The Tana River Primate Reserve was established in 1976 to protect the remaining forest along the Tana River and the endemic Tana River mangabey. The reserve protects an area around 171 km^{2} with two areas of 9.5 and 17.5 km^{2} being forested. The reserve contains about 56% of the Tana River mangabey groups, with about 44% living in forests outside of the reserve. About 10% of the groups living in forests outside of the reserve are under the management of the Tana Delta Irrigation Project.

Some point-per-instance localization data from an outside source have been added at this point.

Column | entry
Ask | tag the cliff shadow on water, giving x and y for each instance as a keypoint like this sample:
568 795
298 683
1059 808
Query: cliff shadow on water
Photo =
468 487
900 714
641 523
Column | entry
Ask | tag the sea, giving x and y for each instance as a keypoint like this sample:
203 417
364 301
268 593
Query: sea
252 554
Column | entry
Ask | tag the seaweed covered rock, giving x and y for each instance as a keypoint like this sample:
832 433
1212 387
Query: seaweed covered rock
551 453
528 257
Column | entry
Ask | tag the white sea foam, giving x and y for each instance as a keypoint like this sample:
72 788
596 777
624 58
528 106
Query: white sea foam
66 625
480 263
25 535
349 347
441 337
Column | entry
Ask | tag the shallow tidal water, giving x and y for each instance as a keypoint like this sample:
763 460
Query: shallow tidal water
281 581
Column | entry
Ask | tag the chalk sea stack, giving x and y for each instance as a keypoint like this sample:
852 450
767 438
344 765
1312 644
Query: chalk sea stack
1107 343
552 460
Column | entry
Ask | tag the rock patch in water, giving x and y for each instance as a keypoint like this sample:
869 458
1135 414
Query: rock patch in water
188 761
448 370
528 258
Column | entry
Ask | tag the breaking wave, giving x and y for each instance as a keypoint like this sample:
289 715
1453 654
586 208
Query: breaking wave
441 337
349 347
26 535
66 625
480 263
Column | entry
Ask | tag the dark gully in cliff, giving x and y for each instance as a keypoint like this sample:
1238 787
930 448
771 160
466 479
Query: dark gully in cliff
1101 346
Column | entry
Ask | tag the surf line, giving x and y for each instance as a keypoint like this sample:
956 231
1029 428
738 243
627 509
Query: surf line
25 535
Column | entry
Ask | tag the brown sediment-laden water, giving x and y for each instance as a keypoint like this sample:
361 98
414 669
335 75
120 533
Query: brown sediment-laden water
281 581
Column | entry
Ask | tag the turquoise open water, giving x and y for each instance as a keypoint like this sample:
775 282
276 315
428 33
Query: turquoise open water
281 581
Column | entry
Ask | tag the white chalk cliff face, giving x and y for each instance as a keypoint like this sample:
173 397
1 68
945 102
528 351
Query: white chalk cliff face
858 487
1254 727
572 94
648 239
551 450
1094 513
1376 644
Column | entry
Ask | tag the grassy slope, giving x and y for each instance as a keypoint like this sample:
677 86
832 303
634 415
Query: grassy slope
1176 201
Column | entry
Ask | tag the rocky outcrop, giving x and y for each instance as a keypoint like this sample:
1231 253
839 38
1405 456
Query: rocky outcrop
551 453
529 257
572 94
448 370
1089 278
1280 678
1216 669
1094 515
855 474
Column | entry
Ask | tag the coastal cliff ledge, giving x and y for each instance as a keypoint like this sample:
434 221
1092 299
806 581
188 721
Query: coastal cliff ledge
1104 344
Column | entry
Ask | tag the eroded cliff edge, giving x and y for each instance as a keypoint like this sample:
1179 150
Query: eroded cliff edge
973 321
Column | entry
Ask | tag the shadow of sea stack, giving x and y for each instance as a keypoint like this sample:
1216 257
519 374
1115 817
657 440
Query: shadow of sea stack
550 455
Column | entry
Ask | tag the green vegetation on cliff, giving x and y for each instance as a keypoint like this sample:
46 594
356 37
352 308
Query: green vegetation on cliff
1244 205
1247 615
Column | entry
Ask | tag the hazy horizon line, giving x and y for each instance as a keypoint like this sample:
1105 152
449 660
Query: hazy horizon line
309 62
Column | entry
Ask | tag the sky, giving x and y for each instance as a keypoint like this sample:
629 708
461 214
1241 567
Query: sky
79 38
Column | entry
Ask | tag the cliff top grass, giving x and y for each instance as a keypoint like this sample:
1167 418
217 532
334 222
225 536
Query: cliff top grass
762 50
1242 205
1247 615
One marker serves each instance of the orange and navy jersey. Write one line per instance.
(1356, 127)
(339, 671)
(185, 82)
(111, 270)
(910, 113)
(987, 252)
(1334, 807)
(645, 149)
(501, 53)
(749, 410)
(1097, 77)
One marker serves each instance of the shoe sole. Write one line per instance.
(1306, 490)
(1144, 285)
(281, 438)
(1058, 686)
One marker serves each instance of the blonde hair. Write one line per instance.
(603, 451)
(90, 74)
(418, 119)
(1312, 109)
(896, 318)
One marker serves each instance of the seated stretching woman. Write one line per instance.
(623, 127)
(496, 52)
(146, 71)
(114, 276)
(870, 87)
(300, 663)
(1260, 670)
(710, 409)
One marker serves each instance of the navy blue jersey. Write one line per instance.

The objective of the Tana River Primate Reserve was to conserve the biodiversity within the Tana River area and protect the endangered Tana River mangabey. The conservation of this species is a high priority for primate conservation in Kenya. In 2007, the High Court in Kenya ruled the reserve was not abiding by the laws. This led to the forested areas that the mangabey inhabited losing their legal protection.
With the poor management of the Tana Delta Irrigation Project, habitat loss outside the reserve also continues. The Tana and Athi Rivers Development Authority, which is in charge of the project, are now in the process of expanding to establish a sugarcane plantation, which will in turn remove more forested areas.

A five-year project in 1996 with the Kenya Wildlife Service and Kenya Forest Department was funded by the World Bank/Global Environment Facility. The project's goals were to enhance conservation and protection of these primates and forests. The project was poorly managed and was terminated after two years, leaving the wildlife service with the protection of these areas.

The Ishaqbin Conservancy is a community initiative in the Tana River Primate Reserve. Here, communities are working with Kenya Wildlife Service to develop tourism side-by-side with conservation. Tourism development is believed to be important in that it will secure the conservation of the habitat and the species with the communities around the reserve. Tourism will benefit both the mangabey and local communities through economic development and a reduction in habitat loss. The conservancy will also help to form a buffer around the reserve, which will help to reduce human impact inside the reserve.